Freshman state Sen. Nathan Johnson says UT inspired run for office

Chad Lyle

Editor’s note: This article is the first of a series of profiles on freshman lawmakers who graduated from UT.

State Sen. Nathan Johnson, D-Dallas, is new to the Texas Legislature this year, but he isn’t new to the City of Austin. The freshman lawmaker graduated from the UT School of Law in 1993 and said he takes pride in having attended the institution.

“You know people take seriously the fact that you went to a law school … where many national and state leaders have gone to school,” Johnson said. “It gives you some sort of credibility and a bond across time with a great many people.”

Before running for the Texas Senate, Johnson co-founded a law firm and owned a music production company where he composed music for the television show “Dragon Ball Z.” Johnson also said he began to think about running for public office while studying at UT.

“Going to the law school itself, when you realize how many civic leaders, civic officials, have gone through that law school, I think it can’t help but plant a little seed in your mind that maybe you too one day would like to commit yourself to similar service with similar goals,” Johnson said.

Johnson represents Texas Senate District 16, which includes part of Dallas — his hometown — and parts of Irving and Carrollton. As he begins to make a name for himself in the legislature’s upper chamber, Johnson said solving issues related to higher education, such as the rising cost of tuition, is one of his many priorities.
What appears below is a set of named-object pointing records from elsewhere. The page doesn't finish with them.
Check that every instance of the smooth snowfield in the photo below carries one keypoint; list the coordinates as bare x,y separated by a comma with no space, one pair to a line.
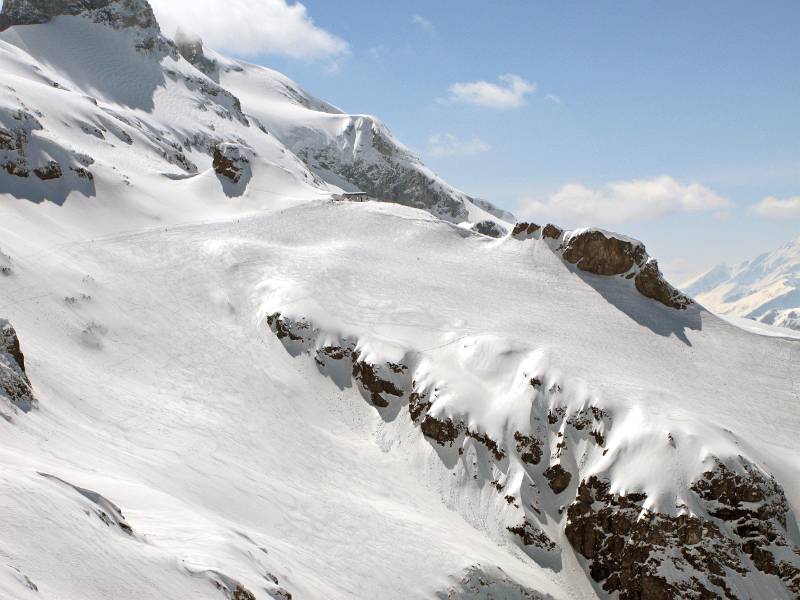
180,449
165,393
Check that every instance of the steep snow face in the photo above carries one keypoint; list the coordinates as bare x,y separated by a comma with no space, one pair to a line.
218,381
332,394
354,152
766,289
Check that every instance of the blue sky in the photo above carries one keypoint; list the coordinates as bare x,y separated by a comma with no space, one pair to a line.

“For quite a long time, we’ve had escalating tuition rates, which create all kinds of pressures on students,” Johnson said. “The state’s support for higher education has dwindled. I think there’s a pretty significant agreement behind the idea that we need to do a better job of funding higher education and finding other ways to make it possible for students of any age to pursue higher education without incurring crippling debt.”

Though Johnson has only been a member of the state Legislature for three weeks, he said the best part of his job so far is applying his knowledge from past experiences to solving real-world problems today. 

“I feel like, as a legislator, you’re calling on everything you’ve ever learned and every ability you have,” Johnson said. “It calls on every aspect of you to do something that you think is important. It’s a real privilege to feel like what you’re doing matters.”